WHIPPED MEXICAN-STYLE HOT CHOCOLATE WITH CINNAMON AND ALMONDS
Oaxaca, Mexico. I was sitting cross-legged on the ground in pale February sunshine watching 60-year-old Genoveva Martinez make chocolate the way her ancestors did. She knelt on a mat in front of a rectangular stone slab, a metate, and a flame sat underneath to keep it warm. Genoveva placed sticks of cinnamon and freshly roasted and peeled cacao beans on the metate and began grinding them with a long stone, her strong arms moving rhythmically and rapidly, the firm action of her wrists crushing the ingredients to a powder. She added more beans and continued grinding, until I noticed the powder give up its oil and transform into a paste the colour and sheen of a chestnut pony. Genoveva added sugar and ground walnuts to the slab and kept the action going, putting her back into her work and scraping down the metate now and again with a knife until the mixture released a heavenly scent. “It’s ready when I can see my reflection; it shines like a mirror,” Genoveva said. And suddenly the mixture was so much more than the sum of its parts: chocolate.

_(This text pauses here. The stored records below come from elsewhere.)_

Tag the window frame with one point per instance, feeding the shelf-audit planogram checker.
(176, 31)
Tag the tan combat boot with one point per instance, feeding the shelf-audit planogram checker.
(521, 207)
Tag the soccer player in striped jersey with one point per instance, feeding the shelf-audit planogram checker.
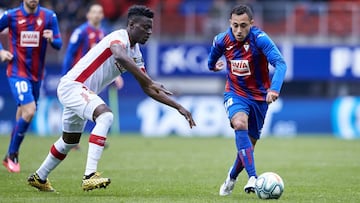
(115, 54)
(31, 29)
(249, 88)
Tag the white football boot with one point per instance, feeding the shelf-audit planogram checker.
(250, 185)
(228, 186)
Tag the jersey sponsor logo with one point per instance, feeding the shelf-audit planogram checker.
(39, 21)
(29, 38)
(240, 67)
(261, 35)
(92, 35)
(22, 21)
(246, 46)
(229, 48)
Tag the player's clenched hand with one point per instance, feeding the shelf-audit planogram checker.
(188, 116)
(5, 55)
(158, 87)
(271, 97)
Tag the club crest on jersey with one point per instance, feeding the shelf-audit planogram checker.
(39, 21)
(29, 38)
(246, 46)
(240, 67)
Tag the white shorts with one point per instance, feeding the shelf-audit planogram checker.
(79, 104)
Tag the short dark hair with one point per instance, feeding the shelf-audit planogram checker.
(139, 10)
(241, 9)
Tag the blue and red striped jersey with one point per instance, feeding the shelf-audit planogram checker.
(247, 63)
(26, 42)
(81, 41)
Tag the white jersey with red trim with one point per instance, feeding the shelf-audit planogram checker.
(98, 68)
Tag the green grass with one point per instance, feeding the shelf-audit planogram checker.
(175, 169)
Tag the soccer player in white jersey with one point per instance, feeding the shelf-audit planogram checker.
(77, 91)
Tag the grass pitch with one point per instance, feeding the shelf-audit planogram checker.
(175, 169)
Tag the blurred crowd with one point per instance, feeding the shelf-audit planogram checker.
(204, 18)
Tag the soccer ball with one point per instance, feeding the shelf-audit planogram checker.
(269, 185)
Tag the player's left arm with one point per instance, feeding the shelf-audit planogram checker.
(275, 58)
(5, 55)
(53, 34)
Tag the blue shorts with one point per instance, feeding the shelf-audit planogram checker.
(256, 110)
(24, 90)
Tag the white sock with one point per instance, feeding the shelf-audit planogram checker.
(57, 153)
(97, 141)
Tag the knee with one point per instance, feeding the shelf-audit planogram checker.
(28, 113)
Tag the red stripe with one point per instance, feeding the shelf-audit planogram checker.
(21, 52)
(94, 65)
(98, 140)
(56, 153)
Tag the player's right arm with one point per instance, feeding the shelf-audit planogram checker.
(216, 51)
(4, 23)
(74, 43)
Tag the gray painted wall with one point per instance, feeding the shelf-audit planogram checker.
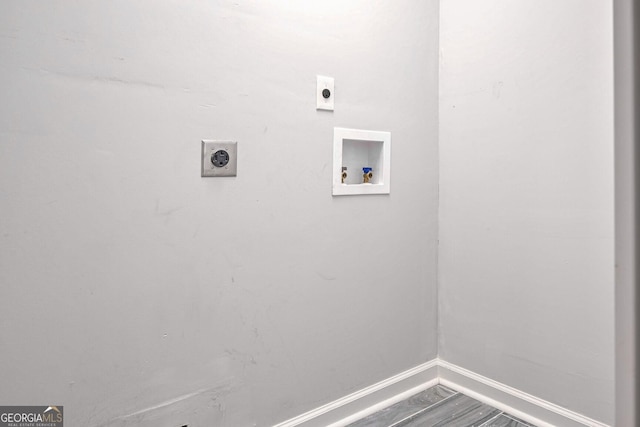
(128, 282)
(627, 173)
(526, 213)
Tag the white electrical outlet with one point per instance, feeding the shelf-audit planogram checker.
(324, 93)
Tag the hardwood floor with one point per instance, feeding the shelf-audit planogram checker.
(440, 406)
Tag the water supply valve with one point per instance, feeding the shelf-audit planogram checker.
(367, 175)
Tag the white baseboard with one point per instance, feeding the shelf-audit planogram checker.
(370, 399)
(508, 399)
(355, 406)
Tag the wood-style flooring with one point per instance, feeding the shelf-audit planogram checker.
(440, 406)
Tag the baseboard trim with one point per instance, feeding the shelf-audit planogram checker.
(370, 399)
(355, 406)
(518, 403)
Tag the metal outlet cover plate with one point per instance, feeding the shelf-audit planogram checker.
(209, 148)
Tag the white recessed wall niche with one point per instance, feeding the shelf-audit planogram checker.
(361, 162)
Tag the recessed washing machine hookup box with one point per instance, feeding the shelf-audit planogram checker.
(361, 162)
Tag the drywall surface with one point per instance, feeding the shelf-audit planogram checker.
(134, 292)
(526, 213)
(627, 174)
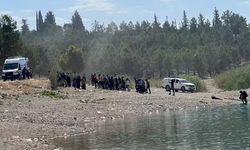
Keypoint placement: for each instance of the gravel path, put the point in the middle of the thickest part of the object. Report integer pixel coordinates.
(29, 119)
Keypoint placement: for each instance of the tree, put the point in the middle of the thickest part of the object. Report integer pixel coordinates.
(72, 60)
(216, 20)
(112, 28)
(50, 19)
(193, 25)
(25, 27)
(77, 23)
(10, 39)
(39, 22)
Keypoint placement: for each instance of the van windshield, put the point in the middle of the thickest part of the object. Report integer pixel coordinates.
(10, 66)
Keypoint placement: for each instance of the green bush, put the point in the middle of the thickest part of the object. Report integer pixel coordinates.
(200, 85)
(235, 79)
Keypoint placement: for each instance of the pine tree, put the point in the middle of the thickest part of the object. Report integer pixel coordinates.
(25, 27)
(185, 21)
(77, 23)
(39, 22)
(193, 25)
(216, 20)
(50, 19)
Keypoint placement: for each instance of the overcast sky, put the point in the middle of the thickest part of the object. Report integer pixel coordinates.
(105, 11)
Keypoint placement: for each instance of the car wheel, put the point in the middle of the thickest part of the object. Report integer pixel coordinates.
(183, 89)
(167, 88)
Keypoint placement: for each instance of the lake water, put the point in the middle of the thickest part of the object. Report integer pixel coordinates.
(209, 128)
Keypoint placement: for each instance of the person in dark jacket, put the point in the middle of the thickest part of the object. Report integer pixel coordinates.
(172, 87)
(83, 82)
(243, 97)
(148, 87)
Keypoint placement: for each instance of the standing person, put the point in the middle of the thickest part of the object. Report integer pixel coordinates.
(172, 87)
(95, 80)
(92, 80)
(243, 97)
(68, 80)
(83, 82)
(128, 85)
(148, 87)
(24, 72)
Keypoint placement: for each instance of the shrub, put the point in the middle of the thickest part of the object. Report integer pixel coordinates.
(200, 85)
(53, 80)
(235, 79)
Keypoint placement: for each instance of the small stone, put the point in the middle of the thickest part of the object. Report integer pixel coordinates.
(28, 140)
(99, 112)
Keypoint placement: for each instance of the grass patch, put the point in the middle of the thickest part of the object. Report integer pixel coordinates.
(200, 85)
(155, 83)
(52, 94)
(235, 79)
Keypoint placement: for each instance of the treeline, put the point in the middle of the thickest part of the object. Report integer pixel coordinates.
(140, 49)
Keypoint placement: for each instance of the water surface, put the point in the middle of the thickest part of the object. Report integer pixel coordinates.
(210, 128)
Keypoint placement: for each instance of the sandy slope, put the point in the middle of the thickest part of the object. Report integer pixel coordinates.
(29, 120)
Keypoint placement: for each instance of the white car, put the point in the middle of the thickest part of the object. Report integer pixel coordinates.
(179, 84)
(13, 66)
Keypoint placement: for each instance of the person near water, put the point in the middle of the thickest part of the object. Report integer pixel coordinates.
(243, 97)
(128, 85)
(84, 82)
(148, 87)
(172, 87)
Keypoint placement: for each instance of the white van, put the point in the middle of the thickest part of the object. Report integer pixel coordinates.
(13, 66)
(179, 84)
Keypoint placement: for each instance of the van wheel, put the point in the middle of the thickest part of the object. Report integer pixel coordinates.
(167, 88)
(183, 89)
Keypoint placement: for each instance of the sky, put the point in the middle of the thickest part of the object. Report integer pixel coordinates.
(105, 11)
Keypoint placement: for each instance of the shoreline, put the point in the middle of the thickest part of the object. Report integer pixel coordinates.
(29, 120)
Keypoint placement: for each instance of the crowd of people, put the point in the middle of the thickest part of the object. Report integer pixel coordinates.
(71, 80)
(110, 82)
(119, 83)
(26, 73)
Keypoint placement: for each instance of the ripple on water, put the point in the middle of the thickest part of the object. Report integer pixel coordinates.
(224, 127)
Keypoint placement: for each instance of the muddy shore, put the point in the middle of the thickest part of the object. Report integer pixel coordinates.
(29, 119)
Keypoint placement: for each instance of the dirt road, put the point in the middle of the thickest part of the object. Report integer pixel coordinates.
(31, 115)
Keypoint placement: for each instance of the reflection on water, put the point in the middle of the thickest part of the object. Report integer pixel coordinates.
(214, 128)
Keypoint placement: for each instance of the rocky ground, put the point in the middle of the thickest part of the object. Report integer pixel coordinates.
(31, 115)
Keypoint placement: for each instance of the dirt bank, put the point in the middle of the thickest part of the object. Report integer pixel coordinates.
(30, 115)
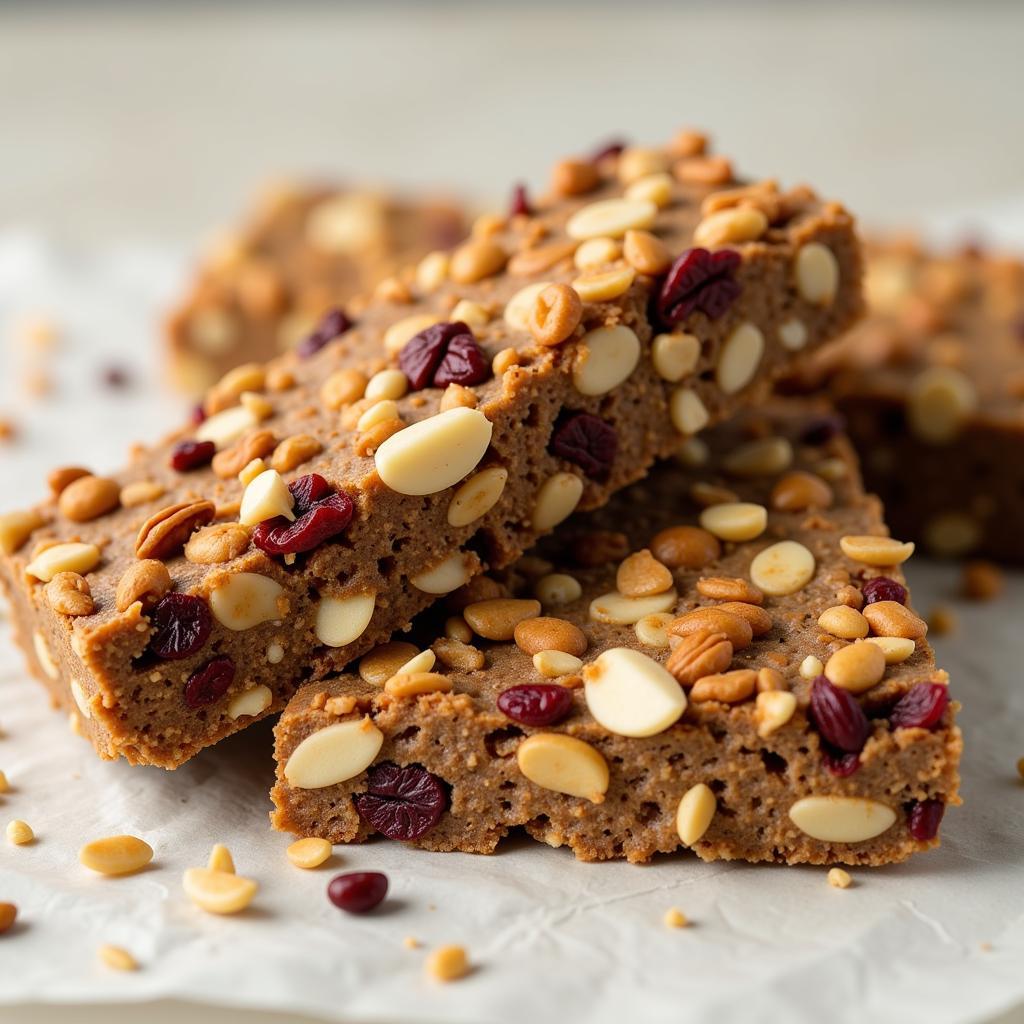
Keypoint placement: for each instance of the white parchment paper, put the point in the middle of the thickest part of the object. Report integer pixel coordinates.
(940, 938)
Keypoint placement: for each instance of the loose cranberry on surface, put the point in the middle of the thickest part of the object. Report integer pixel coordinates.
(536, 704)
(332, 326)
(921, 708)
(588, 441)
(320, 514)
(192, 455)
(924, 818)
(442, 354)
(181, 626)
(699, 281)
(209, 683)
(357, 892)
(839, 717)
(884, 589)
(402, 803)
(519, 205)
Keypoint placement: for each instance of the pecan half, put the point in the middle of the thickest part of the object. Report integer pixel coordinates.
(165, 532)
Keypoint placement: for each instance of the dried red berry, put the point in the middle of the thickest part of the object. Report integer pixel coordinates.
(536, 704)
(588, 441)
(192, 455)
(519, 206)
(357, 892)
(332, 326)
(181, 626)
(839, 717)
(838, 763)
(925, 817)
(210, 682)
(320, 513)
(884, 589)
(402, 803)
(699, 281)
(610, 148)
(442, 354)
(921, 708)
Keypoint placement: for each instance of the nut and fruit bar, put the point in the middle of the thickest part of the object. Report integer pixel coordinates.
(932, 387)
(333, 494)
(722, 658)
(302, 249)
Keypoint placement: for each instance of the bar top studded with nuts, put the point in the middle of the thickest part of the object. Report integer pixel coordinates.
(932, 385)
(323, 500)
(722, 658)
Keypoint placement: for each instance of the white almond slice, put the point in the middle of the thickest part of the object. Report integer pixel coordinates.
(342, 620)
(245, 600)
(434, 454)
(631, 694)
(334, 755)
(841, 819)
(617, 609)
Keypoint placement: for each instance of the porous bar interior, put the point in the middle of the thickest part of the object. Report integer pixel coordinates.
(302, 249)
(932, 387)
(722, 658)
(330, 496)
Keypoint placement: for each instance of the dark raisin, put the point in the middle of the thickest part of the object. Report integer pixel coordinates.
(699, 281)
(839, 717)
(921, 708)
(884, 589)
(588, 441)
(357, 892)
(519, 205)
(402, 803)
(192, 455)
(181, 626)
(334, 325)
(536, 704)
(442, 354)
(209, 683)
(925, 817)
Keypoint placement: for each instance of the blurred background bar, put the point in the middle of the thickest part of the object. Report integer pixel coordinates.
(156, 121)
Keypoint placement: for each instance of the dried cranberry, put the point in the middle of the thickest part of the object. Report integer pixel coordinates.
(925, 817)
(699, 281)
(838, 763)
(822, 429)
(536, 704)
(442, 354)
(192, 455)
(181, 625)
(357, 892)
(588, 441)
(921, 708)
(613, 147)
(332, 326)
(210, 682)
(519, 206)
(884, 589)
(320, 514)
(839, 717)
(402, 803)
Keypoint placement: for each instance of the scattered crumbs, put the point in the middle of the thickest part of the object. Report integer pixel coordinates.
(840, 879)
(674, 918)
(941, 621)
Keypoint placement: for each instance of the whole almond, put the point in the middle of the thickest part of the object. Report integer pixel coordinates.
(146, 581)
(715, 620)
(700, 653)
(166, 531)
(88, 498)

This laborious process has always been woven into the fabric of Genoveva’s life. As a small child she would take it in turns with her sister to climb onto the backs of her mother’s legs as she made chocolate this way, to enjoy the ride. As a young woman, Genoveva’s suitability for being a wife was judged by her skills at the metate. “A girl couldn’t marry until she learned to make chocolate,” she said.
This is my version of Genoveva’s hot chocolate. The mix keeps well in a sealed jar inside a cool cupboard.
MAKES ENOUGH FOR 6 CUPS
140g / 5oz dark chocolate (around 70% cocoa solids), broken into pieces
1 tsp ground cinnamon
2 heaped tsp flaked [slivered] almonds
2½ Tbsp soft light brown sugar
good pinch of sea salt flakes
TO SERVE
whole milk
chilli flakes
Place all the ingredients for the chocolate mix in a food processor and blitz to a fine rubble––don’t overdo it, or the chocolate will melt and turn into a paste.
Heat the milk in a pan almost to boiling point, then remove from the heat and add 3 tablespoons for each 250ml/8½fl oz of milk used. Whisk or beat to a lovely froth. Serve with a pinch of chilli flakes on top.